Jawność płac w firmach przestanie być tematem tabu. Parlament Europejski zdecydował, że wszystkie państwa członkowskie zobowiązane są wprowadzić transparentność płac do 7 czerwca 2026 roku. W ten sposób urzędnicy chcą wyeliminować rozbieżności zarobków kobiet i mężczyzn na tych samych stanowiskach. Choć sama idea jest słuszna to przepisy budzą różne opinie – jedni przedsiębiorcy widzą w nich same plusy, a inni także zagrożenia.
W marcu tego roku, Parlament Europejski przegłosował dyrektywę o większej jawności płac. Cel: wyrównanie płac bez względu na płeć. Zdaniem PE kobiety w Unii Europejskiej za tę samą pracę zarabiają średnio o 13 proc. mniej niż mężczyźni. Tą dysproporcję ma zmienić właśnie obowiązkowa jawność płac. Warto zaznaczyć, że od tego roku obowiązuje już w Polsce dyrektywa dotycząca work-life balance, która powinna łączyć się z nadchodzącymi zmianami jeśli chodzi o wyrównanie płac. Dzielenie się obowiązkami między rodzicami jest kluczowe, bo bez tego, kobietom będzie trudno dojść do tego samego poziomu wynagrodzeń, a same systemowe ustalenia w tym nie pomogą. Polska ma czas na przyjęcie dyrektywy do połowy 2026 roku. Firmy mogą się więc do tego przygotować.
Z czym wiąże się dyrektywa, która wkrótce zacznie obowiązywać również w Polsce?
Dla wielu firm, to będzie przełom, bo dowiemy się kto ile zarabia.

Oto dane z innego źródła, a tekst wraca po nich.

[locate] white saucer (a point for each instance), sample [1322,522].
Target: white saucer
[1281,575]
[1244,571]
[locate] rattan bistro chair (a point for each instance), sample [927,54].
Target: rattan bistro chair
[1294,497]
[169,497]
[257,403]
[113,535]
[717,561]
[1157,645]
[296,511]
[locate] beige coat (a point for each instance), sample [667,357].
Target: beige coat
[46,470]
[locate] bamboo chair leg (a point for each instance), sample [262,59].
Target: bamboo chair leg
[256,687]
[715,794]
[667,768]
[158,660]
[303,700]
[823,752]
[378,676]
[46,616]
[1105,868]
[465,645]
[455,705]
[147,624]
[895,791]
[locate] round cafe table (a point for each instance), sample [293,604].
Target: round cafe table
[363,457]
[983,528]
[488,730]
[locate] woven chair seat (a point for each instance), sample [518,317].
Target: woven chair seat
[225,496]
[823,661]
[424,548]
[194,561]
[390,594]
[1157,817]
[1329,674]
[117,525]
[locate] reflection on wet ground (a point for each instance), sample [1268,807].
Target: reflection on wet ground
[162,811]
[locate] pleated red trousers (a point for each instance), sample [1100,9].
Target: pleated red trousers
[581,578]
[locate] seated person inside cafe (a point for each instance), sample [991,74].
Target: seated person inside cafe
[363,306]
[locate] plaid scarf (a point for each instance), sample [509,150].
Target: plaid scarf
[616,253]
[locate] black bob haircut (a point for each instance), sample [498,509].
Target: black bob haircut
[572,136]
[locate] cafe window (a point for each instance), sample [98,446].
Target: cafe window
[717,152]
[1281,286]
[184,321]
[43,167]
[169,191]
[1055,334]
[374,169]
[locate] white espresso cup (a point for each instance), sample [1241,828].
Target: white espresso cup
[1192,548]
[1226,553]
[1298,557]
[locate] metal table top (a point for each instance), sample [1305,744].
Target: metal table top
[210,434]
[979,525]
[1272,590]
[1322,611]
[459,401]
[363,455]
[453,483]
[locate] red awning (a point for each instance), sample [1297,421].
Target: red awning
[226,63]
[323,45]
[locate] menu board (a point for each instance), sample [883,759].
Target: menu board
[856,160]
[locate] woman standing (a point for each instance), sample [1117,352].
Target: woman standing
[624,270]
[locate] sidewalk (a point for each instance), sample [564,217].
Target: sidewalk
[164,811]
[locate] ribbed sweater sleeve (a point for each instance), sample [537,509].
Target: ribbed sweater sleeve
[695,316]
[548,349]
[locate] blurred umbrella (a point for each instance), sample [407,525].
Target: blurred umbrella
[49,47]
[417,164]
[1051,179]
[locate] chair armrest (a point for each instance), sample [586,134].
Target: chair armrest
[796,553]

Nastąpi koniec z tajemnicą wynagrodzenia – pracownicy będą mieli prawo do informacji o wynagrodzeniu w swojej kategorii albo precyzyjniej: o poziomie wynagrodzeń pracowników tej samej lub innych kategorii. W ogłoszeniach o pracę mają być widełki płacowe (co nadal jest rzadkością, oprócz branży IT), bądź minimalne wynagrodzenie na danym stanowisku. Pracodawca nie będzie mógł umownie zobowiązać pracownika, by nie zdradzał wysokości wynagrodzenia, więc przestaną istnieć klauzule związane z tajemnicą zarobków, które obecnie są często praktykowane przez firmy. Ponadto ogłoszenia o naborze i nazwy stanowisk będą musiały być neutralne płciowo, a procesy rekrutacji – niedyskryminacyjne.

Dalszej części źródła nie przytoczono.